When the sequencing results were received, we started with its bioinformatic analysis. To focus the analysis of the genome of the patients participating in the study, we followed the strategy of focusing on genes described as hereditary, involved in cancer, and genes of signaling pathways that have been specifically altered in colon cancer. This annotation of the genes will allow us a wide window, but simultaneously a directed search for genomic mutations. Initially we will focus on the genetic variants located in the coding region and with a clear functional effect on the gene that are located. Subsequently, the alterations in the RNA-seq data will allow us to highlight genome alterations outside the coding region.
From the second round of patients, we received the sequencing results. Having sequenced the complete genome of the patients, the amount of information (and therefore, the size of the informatic files generated) is extremely large, which slows down the bioinformatic analysis and filtering. The data will follow the same analysis as the first round of patients from the study.

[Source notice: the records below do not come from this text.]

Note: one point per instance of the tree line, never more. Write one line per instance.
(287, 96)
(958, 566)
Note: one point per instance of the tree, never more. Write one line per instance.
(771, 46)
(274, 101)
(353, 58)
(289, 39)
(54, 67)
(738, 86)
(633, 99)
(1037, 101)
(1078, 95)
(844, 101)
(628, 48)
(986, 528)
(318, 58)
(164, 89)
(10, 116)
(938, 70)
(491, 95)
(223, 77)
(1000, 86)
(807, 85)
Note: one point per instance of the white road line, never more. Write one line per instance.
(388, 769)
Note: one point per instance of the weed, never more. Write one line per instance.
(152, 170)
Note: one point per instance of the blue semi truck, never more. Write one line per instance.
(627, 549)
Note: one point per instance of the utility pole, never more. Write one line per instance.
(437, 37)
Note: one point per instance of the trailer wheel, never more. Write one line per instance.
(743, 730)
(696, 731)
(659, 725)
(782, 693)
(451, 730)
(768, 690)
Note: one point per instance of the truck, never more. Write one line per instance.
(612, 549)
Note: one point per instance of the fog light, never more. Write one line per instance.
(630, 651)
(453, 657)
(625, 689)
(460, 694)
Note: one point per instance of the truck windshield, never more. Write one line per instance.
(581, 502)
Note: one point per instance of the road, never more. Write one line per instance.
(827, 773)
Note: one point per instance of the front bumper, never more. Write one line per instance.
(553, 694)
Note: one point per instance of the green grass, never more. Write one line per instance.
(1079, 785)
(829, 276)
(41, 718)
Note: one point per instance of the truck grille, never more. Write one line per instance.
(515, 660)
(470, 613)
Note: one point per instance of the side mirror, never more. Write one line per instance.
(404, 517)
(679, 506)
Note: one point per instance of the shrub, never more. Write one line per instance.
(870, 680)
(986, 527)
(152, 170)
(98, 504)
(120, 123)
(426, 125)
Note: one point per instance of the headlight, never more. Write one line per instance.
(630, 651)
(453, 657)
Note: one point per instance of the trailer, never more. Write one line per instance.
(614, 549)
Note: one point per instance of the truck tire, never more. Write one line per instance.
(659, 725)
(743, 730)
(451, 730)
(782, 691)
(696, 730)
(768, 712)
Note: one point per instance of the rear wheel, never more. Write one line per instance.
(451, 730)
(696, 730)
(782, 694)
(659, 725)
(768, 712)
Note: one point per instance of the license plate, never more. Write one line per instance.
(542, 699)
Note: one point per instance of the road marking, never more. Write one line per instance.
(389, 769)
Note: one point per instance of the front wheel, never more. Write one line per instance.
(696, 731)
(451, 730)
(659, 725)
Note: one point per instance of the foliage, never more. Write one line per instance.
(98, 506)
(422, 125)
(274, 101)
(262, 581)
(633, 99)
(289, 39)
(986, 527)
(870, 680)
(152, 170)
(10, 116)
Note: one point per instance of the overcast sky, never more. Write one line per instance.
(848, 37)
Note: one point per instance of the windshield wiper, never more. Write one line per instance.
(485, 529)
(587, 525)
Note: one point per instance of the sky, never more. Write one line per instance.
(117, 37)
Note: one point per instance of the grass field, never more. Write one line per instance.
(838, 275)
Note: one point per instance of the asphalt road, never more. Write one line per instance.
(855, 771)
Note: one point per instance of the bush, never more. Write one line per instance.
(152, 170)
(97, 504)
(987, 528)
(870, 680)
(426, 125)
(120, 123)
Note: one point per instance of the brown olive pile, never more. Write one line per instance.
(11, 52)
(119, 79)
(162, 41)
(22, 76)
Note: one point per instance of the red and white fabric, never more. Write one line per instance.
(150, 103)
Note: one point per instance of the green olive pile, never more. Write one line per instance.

Finally, we should highlight that during this trimester a new omics technology has been requested to be incorporated into this study, metabolomics. This has been possible because the expenditure already made for the proposed omics has released a part of the budget that can now be used in this new approach. This technique allows the study of substances called metabolites present in cells and tissues. Metabolites are small molecules that are produced when the body breaks down food, drugs, chemicals, or its own tissue. Illnesses or environmental factors such as diet, medications, and chemicals can affect how metabolites are made and used in the body. Previous studies point to the usefulness of this omics to relate it to colorectal cancer.
Thus, as a whole, this project will characterize the genome (germ and somatic), gene expression, the microbiome (by scanning somatic data) and the metabolome.